4.8 KiB
title | date | categories | tags | ||
---|---|---|---|---|---|
Exporting Goodreads to Obsidian | 2021-11-19T08:53:00+01:00 |
|
|
Writing a short review after reading a book became a soothing ritual for me ever since discovering LibraryThing in 2011. Two years later, Goodreads attracted more and more attention, causing me to jump ship. Most non-fiction books I read produce many analog notes, ending in my personal knowledge management (PKM) system---of which Obsidian has become a permanent and valuable addition. The digital review posted on Goodreads is both interesting for my later self and for my friends.
The problem is, my Goodreads reviews do not make it into my PKM system. All analog notes that get scanned in---including reading notes---are tagged, and thus searchable. But the Goodreads reviews are on Goodreads; an external service beyond the Brain Baking domain. IndieWeb folks' eyes might start twitching now, proclaiming to use POSSE instead of the PESOS I did not even employ for Goodreads: Publish Elsewhere, Syndicate to your Own Site.
That means pressing ⌘P
in Obsidian to apply a fuzzy match on a part of a book title results in no matches. There goes my attempt to build a working memory extender. The other day, I knew I've read a book but couldn't remember whether I liked it or not. I usually resort to a gr
Alfred workflow to quickly whip up the book's website to find my review.

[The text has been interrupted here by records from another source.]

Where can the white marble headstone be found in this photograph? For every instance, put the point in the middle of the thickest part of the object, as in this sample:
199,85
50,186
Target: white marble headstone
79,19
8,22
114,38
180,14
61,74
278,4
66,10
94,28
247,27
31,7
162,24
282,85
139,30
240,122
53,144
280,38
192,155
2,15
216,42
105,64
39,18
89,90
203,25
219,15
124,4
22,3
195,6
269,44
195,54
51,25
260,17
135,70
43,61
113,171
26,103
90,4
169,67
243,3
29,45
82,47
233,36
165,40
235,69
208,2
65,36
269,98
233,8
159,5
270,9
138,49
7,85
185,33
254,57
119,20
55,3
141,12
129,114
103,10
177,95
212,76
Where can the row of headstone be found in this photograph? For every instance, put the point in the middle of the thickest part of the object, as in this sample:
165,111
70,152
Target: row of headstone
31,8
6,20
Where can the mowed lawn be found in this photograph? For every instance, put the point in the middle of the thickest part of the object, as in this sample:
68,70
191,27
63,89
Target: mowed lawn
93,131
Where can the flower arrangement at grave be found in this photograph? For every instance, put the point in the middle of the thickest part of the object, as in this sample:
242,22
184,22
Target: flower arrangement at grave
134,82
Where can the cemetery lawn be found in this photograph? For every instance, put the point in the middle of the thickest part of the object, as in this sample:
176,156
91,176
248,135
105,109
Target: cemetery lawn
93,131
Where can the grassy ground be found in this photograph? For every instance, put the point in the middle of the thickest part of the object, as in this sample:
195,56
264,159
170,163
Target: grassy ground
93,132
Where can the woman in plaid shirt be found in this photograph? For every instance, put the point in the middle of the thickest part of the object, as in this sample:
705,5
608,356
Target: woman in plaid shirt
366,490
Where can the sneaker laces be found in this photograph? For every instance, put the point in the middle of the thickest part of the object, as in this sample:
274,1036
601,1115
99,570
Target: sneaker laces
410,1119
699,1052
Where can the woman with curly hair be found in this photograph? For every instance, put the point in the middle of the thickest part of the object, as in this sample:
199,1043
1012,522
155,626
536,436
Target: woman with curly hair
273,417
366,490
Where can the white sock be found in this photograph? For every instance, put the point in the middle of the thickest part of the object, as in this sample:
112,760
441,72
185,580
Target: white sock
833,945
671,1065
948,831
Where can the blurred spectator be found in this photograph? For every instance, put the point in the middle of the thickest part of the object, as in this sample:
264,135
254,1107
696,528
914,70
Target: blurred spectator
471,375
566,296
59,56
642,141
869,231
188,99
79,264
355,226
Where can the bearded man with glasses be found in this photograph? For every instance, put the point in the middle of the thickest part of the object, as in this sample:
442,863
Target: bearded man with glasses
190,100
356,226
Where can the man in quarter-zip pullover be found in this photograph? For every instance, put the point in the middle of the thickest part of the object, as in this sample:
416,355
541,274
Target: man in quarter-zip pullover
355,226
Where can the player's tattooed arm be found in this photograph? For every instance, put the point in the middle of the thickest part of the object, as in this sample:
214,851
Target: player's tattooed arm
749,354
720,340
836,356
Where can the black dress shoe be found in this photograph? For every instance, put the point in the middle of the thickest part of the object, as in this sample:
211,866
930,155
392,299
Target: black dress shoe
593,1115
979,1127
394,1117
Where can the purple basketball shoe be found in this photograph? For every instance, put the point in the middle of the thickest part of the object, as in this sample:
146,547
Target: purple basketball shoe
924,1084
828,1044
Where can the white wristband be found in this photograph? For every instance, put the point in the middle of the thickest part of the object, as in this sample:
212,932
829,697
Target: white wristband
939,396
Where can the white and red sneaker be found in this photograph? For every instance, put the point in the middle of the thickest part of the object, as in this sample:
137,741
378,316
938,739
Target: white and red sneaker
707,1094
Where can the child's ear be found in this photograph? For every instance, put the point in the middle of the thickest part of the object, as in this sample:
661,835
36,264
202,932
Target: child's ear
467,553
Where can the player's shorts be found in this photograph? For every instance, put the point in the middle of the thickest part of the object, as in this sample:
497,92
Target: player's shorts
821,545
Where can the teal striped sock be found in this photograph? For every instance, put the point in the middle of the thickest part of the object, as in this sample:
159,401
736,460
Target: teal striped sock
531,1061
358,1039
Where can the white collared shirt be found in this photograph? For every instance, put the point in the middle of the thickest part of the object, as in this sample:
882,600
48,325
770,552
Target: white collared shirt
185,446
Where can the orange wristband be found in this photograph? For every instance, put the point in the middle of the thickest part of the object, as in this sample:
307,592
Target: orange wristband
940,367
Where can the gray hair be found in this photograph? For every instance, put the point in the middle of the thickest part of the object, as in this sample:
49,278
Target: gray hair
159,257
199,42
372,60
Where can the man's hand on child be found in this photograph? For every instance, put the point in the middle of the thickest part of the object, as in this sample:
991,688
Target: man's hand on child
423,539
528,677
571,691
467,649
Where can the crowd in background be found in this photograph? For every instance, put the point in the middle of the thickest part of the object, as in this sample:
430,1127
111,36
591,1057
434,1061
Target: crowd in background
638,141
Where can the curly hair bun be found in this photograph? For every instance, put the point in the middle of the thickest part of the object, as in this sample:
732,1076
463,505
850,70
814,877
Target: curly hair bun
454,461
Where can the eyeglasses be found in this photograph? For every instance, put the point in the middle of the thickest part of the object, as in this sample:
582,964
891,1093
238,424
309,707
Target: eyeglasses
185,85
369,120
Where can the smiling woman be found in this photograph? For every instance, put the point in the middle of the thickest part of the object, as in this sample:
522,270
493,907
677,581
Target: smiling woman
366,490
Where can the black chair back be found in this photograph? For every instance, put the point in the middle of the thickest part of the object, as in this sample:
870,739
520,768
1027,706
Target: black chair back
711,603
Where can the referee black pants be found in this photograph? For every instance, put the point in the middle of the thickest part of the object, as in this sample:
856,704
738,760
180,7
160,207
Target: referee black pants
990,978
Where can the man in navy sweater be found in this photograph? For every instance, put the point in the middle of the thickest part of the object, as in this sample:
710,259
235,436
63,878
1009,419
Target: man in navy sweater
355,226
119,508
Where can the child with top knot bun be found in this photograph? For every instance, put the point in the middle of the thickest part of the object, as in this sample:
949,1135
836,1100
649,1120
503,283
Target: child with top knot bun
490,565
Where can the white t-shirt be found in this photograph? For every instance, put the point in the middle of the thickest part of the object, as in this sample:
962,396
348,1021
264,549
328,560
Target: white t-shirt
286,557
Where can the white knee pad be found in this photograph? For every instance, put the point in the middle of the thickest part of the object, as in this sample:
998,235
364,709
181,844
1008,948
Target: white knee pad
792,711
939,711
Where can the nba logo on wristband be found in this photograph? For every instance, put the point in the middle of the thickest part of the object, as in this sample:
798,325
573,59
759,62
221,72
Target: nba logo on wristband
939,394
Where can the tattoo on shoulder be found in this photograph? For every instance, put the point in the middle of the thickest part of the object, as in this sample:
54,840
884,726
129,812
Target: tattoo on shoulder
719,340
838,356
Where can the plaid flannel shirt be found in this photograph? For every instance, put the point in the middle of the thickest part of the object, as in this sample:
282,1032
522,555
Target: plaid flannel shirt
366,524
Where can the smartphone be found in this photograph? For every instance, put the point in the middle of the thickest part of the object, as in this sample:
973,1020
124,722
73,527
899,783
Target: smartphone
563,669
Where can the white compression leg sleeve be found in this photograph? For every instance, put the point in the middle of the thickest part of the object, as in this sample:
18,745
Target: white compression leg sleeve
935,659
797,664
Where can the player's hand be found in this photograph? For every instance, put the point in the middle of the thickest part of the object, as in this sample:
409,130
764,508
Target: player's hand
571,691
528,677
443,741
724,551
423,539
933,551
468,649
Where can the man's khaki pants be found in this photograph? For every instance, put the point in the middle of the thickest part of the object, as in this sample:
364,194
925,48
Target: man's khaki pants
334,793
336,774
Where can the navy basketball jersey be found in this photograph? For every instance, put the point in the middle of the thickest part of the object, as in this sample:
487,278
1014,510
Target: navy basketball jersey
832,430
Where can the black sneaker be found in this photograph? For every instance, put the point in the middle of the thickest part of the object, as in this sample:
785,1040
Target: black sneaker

But what if I took more in-depth notes? These aren't linked to the review.
Solution 1: one-time CSV export
In your Goodreads account settings, there's a well-hidden button called "export", generating a CSV file of your entire library. Great, we can use that to generate Markdown .md
files that seamlessly blend into the Obisidan Vault. I simply resorted to a combination of csvparse
and ejs
to map each record to a template, generating files:
csvParse(readFileSync(csvfile), {
columns: true
}).forEach(csv => {
ejs.render(templates.goodreadsMarkdown, { item: {
title: csv['Title'],
// ...
})
writeFileSync(`${outputDir}/${filename}.md`, mddata, 'utf-8')
})
The template itself is a combination of structured frontmatter and unstructured text as human-readable content:
---
title: "<%- item.title %>, <%- item.author %>"
isbn: <%- item.isbn %>
rating: <%- item.rating %>
average: <%- item.average %>
pages: <%- item.pages %>
date: <%- item.date %>
---
# <%- item.title %>
By **<%- item.author %>**
## Book data
[GoodReads ID/URL](https://www.goodreads.com/book/show/<%- item.id %>)
- ISBN13: <%- item.isbn %>
- Rating: <%- item.rating %> (average: <%- item.average %>)
- Published: <%- item.year %>
- Pages: <%- item.pages %>
- Date added/read: <%- item.date %>
## Review
<%- item.review -%>
Where item.review
is the most valuable data, although I also like Goodread's 5-star rating system.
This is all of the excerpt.